Naira Snaps 5-Day Decline As CBN Intervenes

The naira appreciated last Friday,? halting a five-day decline, as the Central Bank of Nigeria (CBN) was said to have sold dollars directly to the market outside of its regular currency auctions.

The currency of Africa’s biggest oil producer rose as much as 0.9 per cent and traded 0.6 per cent stronger at 158.65 per dollar, its biggest gain on a closing basis since October 4. The naira has dropped 1.5 per cent this year, according to data compiled by Bloomberg.

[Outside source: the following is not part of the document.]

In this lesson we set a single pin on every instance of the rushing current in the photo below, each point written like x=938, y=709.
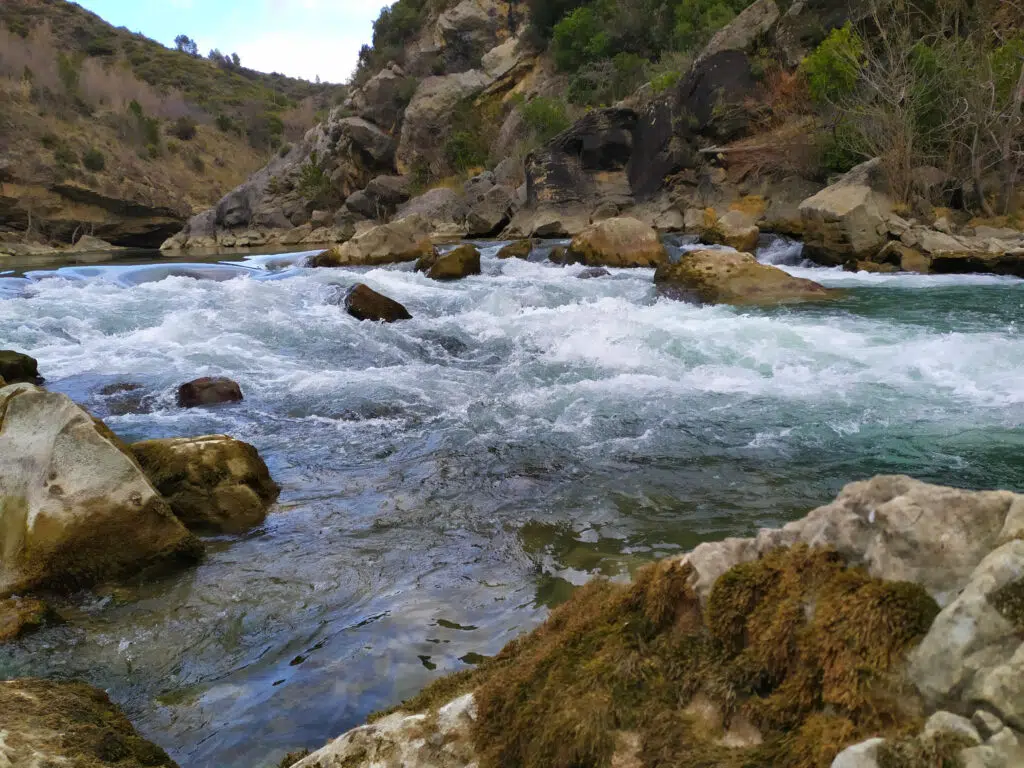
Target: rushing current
x=449, y=478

“There was intervention from the central bank,” Tega Adeda, a foreign-exchange trader at Stanbic IBTC Holding Co. (STANBIC), told Bloomberg by phone from Lagos, without specifying the amount sold. “There was a lot of corporate demand” and the regulator is trying to stabilise the market, he said. Ugochukwu Okoroafor, a spokesman for the CBN, didn’t answer four calls made to his mobile phones seeking comment.

The bank reduced dollar sales to lenders by six per cent this week to $360 million. The regulator uses the twice-a-week auctions to stabilise the naira as costs of importing refined fuel, which accounts for 70 per cent of the local gasoline market, boosts dollar demand and puts pressure on the currency, according to the central bank.

At the auctions, “demand appeared to have been higher,” Ridle Markus and Dumisani Ngwenya, African strategists at Barclays Plc’s Absa Capital, Johannesburg, wrote in a note to clients. “Yet, with significantly improved external buffers, ongoing tight monetary policy and continued oil inflows amid relatively stable production and oil prices, we expect the naira to remain supported in the short term,” he explained.

The Monetary Policy Committee, led by Lamido Sanusi, will hold its policy rate at 12 per cent for a ninth consecutive meeting on March 18 and 19, according to eight economists surveyed by Bloomberg News.

The central bank held the rate at the record level on Jan. 21 to control consumer prices and maintain the naira’s level. Inflation eased to nine per cent in January from 12 per cent in December, the statistics bureau said last month.

Borrowing costs on the country’s 16.39 per cent domestic bonds due January 2022 rose nine basis points to 11.27 per cent, according to data compiled on the Financial Markets Dealers Association website.

Yields on the nation’s $500 million of Eurobonds due January 2021 fell two basis points to 4.204 per cent.